Philippe Braud : J’en doute, car les militants sont eux-mêmes partagés. Beaucoup soutiennent fermement soit Jean-François Copé soit François Fillon. En outre, plus que les militants, ce sont les poids lourds du parti qui exercent une véritable influence sur la base. Ils pourraient chercher à imposer une troisième personnalité mais cela risque surtout d’ajouter à la confusion. L’expérience ancienne du Grand Schisme nous montre, qu’en empruntant cette voie, les cardinaux de l’Église romaine se sont retrouvés avec trois papes au lieu de deux. Cela pourrait être aussi le sort de l’initiative des « cardinaux » de l’UMP.

Peut-on imaginer un nouveau vote sans l’accord de Jean-François Copé ?

Philippe Braud : Oui, c’est l’un des scénarios possibles, mais non le plus probable. Cela supposerait sans doute un recours judiciaire pour le faire céder s’il était prêt à résister jusqu’au bout à la « pression de ses amis ».

Quelles sont les motivations qui conduisent Nicolas Sarkozy à s’impliquer personnellement et directement dans cette crise ?

Philippe Braud : Si, ce qui est probable, il songe à se ménager la possibilité de revenir un jour dans la course présidentielle, il a intérêt à préserver ce précieux outil qu’est un grand parti en ordre de marche. Il a aussi intérêt à apparaître comme un arbitre, ce qui le place en position de supériorité par rapport à ses deux rivaux. Mais cet atout perd de son efficacité et même se retourne contre lui s’il échoue dans sa tentative de sortie de crise.
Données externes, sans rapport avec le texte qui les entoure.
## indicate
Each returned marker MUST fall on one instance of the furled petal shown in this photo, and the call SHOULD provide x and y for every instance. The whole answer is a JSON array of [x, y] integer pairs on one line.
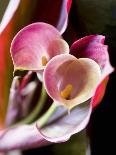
[[35, 42], [60, 130], [99, 93], [93, 47], [62, 23], [82, 74], [21, 137], [9, 12], [19, 99]]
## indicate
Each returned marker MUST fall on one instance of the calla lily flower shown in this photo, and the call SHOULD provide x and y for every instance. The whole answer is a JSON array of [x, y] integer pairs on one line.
[[73, 81], [44, 42], [11, 21]]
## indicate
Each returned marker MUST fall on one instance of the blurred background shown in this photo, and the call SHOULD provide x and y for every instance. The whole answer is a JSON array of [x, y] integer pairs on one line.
[[85, 17]]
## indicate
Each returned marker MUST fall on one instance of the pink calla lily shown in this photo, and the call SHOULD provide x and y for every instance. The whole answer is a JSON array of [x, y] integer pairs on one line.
[[39, 43], [82, 74], [87, 68], [35, 45], [12, 21]]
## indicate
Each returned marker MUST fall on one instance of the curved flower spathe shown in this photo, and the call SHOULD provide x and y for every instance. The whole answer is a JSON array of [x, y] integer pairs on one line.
[[71, 81], [35, 45]]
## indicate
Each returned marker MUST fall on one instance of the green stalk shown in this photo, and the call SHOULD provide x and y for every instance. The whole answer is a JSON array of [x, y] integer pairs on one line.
[[37, 109]]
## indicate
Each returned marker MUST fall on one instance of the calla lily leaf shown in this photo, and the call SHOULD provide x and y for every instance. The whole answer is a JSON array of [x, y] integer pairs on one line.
[[82, 74], [34, 45], [58, 130]]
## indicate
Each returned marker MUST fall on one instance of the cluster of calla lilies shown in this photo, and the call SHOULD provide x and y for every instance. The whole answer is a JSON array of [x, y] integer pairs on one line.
[[71, 78]]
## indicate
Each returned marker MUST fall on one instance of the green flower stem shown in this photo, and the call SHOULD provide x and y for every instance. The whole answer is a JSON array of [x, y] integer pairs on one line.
[[37, 109], [43, 120]]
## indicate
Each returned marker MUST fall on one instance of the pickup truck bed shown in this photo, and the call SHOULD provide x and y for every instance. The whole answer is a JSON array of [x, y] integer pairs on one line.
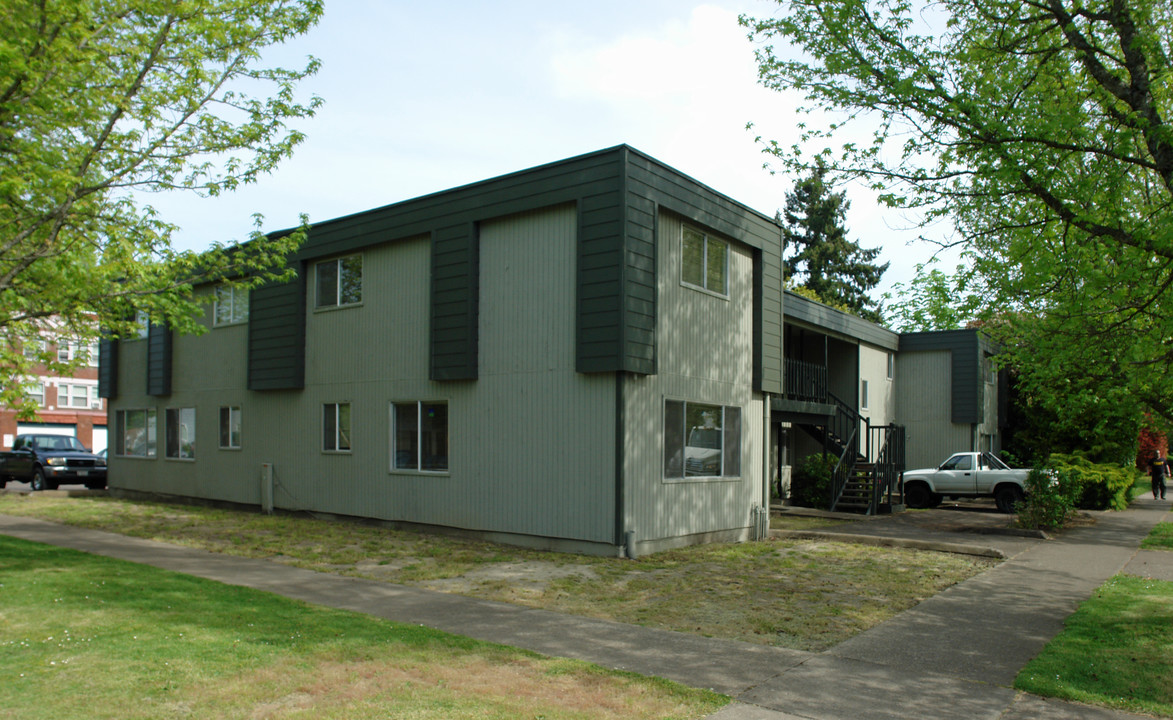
[[965, 475]]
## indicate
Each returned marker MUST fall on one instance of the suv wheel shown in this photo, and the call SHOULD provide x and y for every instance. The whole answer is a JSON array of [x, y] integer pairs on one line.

A-t-il enfreint les principes du droit de réserve auquel est soumis tout membre du Conseil constitutionnel ?

Philippe Braud : Non, pas réellement, du moins jusqu’ici. Comme l’a fait remarquer le président du Conseil constitutionnel Jean-Louis Debré, pour l’instant, il ne s’agit que de « propos rapportés » par d’autres, et pas d’une intervention ouverte et publique dans la vie politique et partisane.

À qui profite cette crise ?

Philippe Braud : Il est beaucoup trop tôt pour le dire, même si, au FN comme à l’UDI, on affiche une satisfaction bruyante. En fait, tout dépend de l’issue de la crise. Une scission de François Fillon avec 70 députés serait très embarrassante pour Jean-Louis Borloo et ses maigres troupes. Et l’axe des soutiens de Copé serait déplacé vers la droite, ce qui ne ferait pas l’affaire du FN. Quant à une solution de compromis, elle ferait vite retomber la poussière de la bataille actuelle car l’opinion publique est vite oublieuse des affrontements de ce type.  L’UMP garderait sa place hégémonique à droite.

Quel est l’avenir de l’UMP ?

Philippe Braud : Il faudrait être une voyante confirmée pour répondre à cette question. Ce qui est sûr, c’est qu’une recomposition à droite va s’opérer. Il s’agit moins des thèmes ou des problèmes qui resteront substantiellement ce qu’ils sont, mais de la constitution de nouveaux réseaux et de nouvelles allégeances dans la perspective de l’élection présidentielle. Au sein d’un ou plusieurs partis d’ailleurs. Il ne faut pas oublier que l’UMP est de création récente. Le retour à la pluralité de partis à droite n’aurait rien de bien exceptionnel.